- Chairs : Alberto Traverso & Kathrine Røe Redalen
Medical images embed valuable quantitative information (e.g. -omics) that can be extracted and used to support treatment decisions and outcome predictions/evaluations in radiation oncology. Additional sources of information collected during clinical procedures or research can be retrieved, such as survival, toxicity data, tumor genetics, blood samples, daily treatment planning data, etc. Although there is a huge potential to combine this data into a useful multi-source data pool, it is currently barely used by clinicians as part of their decision support systems. Issues related to standardization, reproducibility, robust methodological approaches and data sharing are fundamental to push recent developments in multi-source data science into the clinic. Furthermore, several IT companies are entering the market proposing similar products for mining medical data. In data science, the term FAIR – Findable, Accessible, Interoperable and Reusable, provide guidelines for development and publication of multi-source data and have been rapidly adopted by publishers, funders and societies. However, in radiation oncology there is a lack of a unified community that currently limits the spread and definition of common guidelines or recommendations that can speed up the translation of multi-source data into decision support systems in the clinics.

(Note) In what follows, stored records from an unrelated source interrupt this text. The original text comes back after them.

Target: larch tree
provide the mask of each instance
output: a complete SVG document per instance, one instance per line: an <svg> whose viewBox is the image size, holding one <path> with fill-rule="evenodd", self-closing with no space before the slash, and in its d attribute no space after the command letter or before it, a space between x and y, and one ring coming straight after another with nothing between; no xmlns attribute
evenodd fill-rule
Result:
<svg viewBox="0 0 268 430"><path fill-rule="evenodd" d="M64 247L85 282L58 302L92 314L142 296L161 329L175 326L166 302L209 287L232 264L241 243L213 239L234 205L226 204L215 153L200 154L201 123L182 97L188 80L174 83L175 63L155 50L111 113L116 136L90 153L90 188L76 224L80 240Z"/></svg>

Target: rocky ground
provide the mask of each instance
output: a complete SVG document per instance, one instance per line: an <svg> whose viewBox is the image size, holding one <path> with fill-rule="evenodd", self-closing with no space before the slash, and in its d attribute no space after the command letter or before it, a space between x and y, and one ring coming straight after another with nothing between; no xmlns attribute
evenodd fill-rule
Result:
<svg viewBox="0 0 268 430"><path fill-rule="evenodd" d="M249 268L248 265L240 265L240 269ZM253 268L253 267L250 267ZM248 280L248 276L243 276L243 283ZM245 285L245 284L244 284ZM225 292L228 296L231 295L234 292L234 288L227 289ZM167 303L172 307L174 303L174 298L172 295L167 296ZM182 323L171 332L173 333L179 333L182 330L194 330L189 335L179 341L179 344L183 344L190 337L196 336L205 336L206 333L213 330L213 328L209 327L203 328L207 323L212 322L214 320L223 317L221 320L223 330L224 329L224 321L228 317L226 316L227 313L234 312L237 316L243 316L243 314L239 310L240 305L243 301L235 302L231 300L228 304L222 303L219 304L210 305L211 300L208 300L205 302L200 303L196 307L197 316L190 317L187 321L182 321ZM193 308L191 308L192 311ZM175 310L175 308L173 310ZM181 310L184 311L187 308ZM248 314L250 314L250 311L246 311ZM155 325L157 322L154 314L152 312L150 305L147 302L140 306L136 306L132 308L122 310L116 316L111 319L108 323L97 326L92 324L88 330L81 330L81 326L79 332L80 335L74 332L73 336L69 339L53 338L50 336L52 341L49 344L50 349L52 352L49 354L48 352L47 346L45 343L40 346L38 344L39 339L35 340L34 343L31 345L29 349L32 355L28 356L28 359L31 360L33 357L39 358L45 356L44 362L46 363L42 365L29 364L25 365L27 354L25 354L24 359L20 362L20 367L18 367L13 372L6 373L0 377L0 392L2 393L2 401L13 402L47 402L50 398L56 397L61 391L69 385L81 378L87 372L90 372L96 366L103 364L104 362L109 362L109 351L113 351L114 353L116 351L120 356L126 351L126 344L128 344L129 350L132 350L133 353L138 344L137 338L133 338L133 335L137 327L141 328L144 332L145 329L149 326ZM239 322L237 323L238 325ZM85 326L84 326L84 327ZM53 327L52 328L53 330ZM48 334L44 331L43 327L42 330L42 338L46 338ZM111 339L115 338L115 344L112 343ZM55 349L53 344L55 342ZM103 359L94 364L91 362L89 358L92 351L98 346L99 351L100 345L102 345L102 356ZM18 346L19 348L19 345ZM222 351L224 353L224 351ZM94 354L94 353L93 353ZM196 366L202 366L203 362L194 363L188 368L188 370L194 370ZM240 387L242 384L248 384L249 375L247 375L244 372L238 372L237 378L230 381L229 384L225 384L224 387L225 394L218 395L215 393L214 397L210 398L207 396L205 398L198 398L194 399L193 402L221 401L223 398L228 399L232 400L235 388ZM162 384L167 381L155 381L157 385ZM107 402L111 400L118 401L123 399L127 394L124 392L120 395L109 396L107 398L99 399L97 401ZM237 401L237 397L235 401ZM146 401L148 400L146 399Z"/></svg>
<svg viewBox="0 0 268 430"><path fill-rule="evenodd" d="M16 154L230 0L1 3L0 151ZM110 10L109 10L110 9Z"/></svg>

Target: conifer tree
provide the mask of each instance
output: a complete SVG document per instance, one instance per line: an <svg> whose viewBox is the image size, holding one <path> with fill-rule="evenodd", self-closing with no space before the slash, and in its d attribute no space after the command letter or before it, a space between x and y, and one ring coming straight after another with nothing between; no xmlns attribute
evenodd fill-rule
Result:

The aim of this workshop is to bring medical physicists together with other disciplines (data scientists, radiation oncologists and radiation biologists) in order to:
- define a common vision for multi-source data science in radiation oncology
- share/improve tools, methodologies and big data mining infrastructures already developed by single groups/institutions
- bridge different disciplines for the optimal development of multi-source decision support systems in radiation oncology
- ultimately define a broad research community for data-driven medicine
This being a workshop we want to encourage an active participation and interaction between the participants to foster collaboration and networking. For that reason, participants will be requested to prepare a short presentation (a pitch) to present their research in the field allowing identification of common points of interests and share experiences.
The potential outcome of the workshop will be a white paper based on FAIR principles presenting the vision, mission and tools for wide-spread use of multi-source data science within the radiation oncology Community.